The Human Condition Embraced
As Peggy’s story unfolds, she opens up in a way that is so refreshing and honest. She articulates the language of the Christian Science family in fresh ways that have not been written before. You will likely hear your own mother in her story; you might find your own father there too.
Peggy’s story doesn’t stop here, it ends with recovery, transformation, hope, relationship, and learning to become human in ways that each of us must learn once leaving Christian Science. While her childhood was marked by avoidance of the human condition, her adulthood, once she decided to leave Christian Science and seek out medical correction for her clubfeet, was marked by transformation.

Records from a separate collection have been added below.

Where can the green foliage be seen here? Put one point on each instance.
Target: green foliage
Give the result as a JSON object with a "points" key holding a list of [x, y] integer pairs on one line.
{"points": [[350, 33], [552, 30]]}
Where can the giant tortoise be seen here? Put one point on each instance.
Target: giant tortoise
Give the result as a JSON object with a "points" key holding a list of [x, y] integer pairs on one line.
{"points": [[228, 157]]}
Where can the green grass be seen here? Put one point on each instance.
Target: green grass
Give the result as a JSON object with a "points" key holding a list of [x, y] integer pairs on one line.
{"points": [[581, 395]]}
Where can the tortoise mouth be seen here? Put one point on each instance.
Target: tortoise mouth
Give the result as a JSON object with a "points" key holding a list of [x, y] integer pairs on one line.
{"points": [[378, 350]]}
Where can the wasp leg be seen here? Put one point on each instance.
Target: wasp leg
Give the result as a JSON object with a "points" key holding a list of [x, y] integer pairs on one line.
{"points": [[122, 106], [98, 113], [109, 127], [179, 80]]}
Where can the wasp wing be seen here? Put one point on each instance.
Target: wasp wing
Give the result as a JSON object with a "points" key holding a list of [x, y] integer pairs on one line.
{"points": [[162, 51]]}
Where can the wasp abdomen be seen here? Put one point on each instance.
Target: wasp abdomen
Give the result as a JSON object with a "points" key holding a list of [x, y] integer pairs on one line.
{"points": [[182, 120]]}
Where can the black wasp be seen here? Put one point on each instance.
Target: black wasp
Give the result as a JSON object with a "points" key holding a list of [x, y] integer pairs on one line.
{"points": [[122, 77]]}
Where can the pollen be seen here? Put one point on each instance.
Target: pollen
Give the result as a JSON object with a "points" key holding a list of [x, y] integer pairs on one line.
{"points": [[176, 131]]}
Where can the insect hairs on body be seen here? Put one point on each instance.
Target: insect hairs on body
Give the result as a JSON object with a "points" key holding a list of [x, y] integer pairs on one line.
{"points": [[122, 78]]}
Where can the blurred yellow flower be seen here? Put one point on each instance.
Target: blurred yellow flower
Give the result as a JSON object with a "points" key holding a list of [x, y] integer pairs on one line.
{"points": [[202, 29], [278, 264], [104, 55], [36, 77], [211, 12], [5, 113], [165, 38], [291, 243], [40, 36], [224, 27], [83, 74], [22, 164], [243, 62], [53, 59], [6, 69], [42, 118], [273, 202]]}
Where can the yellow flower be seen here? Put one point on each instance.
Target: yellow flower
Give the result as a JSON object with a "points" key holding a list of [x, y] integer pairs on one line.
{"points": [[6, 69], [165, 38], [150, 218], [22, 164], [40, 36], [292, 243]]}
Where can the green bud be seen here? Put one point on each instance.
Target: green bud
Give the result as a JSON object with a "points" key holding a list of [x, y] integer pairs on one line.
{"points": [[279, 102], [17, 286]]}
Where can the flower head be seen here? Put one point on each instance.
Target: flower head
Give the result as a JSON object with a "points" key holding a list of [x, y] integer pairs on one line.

Special Role of Christian Science Memoir
There is a special role that memoir holds for those of us who share the experience of growing up in Christian Scientist. Few understand our plight; not many parents could fathom withholding medical care, love, affection, and attention when a child is hurting. What the Christian Science belief system does to most children is incomprehensible, yet memoir opens the gates and allows others in to see what it was like.
For those of us who have similar childhood experiences, memoir is strangely comforting because there are others who understand, relate, and experience many of the same things we did. Being able to articulate the ways that parents applied Christian Science treatment is both disturbing and moving. Memoir shows us just how similar many of our childhoods were in how our parents often ignored our little boy and girl needs, allowed us to suffer needlessly, and withheld affection and love because they were “holding to the Truth.”
We grieve one another’s trauma as we were not alone, we were one of many children all over the world, for four or five generations, over multiple continents—Peggy’s suffering is our own suffering. Peggy’s suffering was real, and so was ours.
Our difficulties are not unique, and Peggy’s memoir reminds us that we are not alone. There is hope for recovery, there is growth and trust to be built and experienced again, outside the blue chalk lines.